In the early years of the Harris-Faye Bandwagon, Frankie came across like a dimwitted hoodlum…but with the hiring of writers Ray Singer and Dick Chevillat in the show’s second season, the Remley character began to take on the characteristics of the sardonic wisenheimer radio audiences would soon come to know and love—always willing to get his buddy (and boss) Phil into trouble. Singer and Chevillat soon infused Phil and Alice’s show with a sarcastic sensibility that gives it a contemporary feel when listened to by modern-day audiences. In addition, they beefed up the presence of the character of Julius Abbruzio (portrayed by The Great Gildersleeve’s Walter Tetley), a smart-alecky grocery boy who lived to make life miserable for his nemeses Phil and Frankie. (“Are you in trouble, Mistuh Harris? Is there anything I can do to get you in deepuh?”).

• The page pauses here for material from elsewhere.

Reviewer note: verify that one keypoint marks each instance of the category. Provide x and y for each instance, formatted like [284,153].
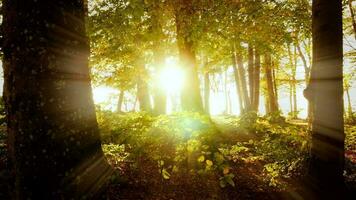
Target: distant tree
[54,141]
[325,93]
[190,95]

After two years with Fitch, Phil and Alice got a new sponsor—Rexall Drugs—in the fall of 1948, and the show underwent a name change to the now-familiar The Phil Harris-Alice Faye Show. Their ratings for Fitch had always been solid, owing to their Benny-Bergen hammock, but when Jack jumped ship to CBS in January of 1949 the Harrises lost their edge in the Hoopers. It didn’t keep the program from being funny, however; the writing remained razor-sharp. With the addition of a new regular—a Rexall company representative portrayed by radio veteran Gale Gordon—the belly laughs continued even after a portion of their audience wandered over to the Tiffany network to check out what Jack and Amos ‘n’ Andy were up to. Rexall wrote the checks for Phil and Alice’s show for two seasons before switching their allegiance to Amos ‘n’ Andy, and then RCA Victor became the show’s “angel.” Though the audiences continued to dwindle with each passing year (blame television), The Phil Harris-Alice Faye Show soldiered on until finally calling it quits on May 28, 1954 (they were still being sponsored by RCA…at a time when many programs were sustained).
Alice Faye observed in later years that while she would have been amenable to doing a television version of their popular radio sitcom, it was husband Phil Harris who put the kibosh on the idea. Nevertheless…to paraphrase Casablanca, “we’ll always have radio.”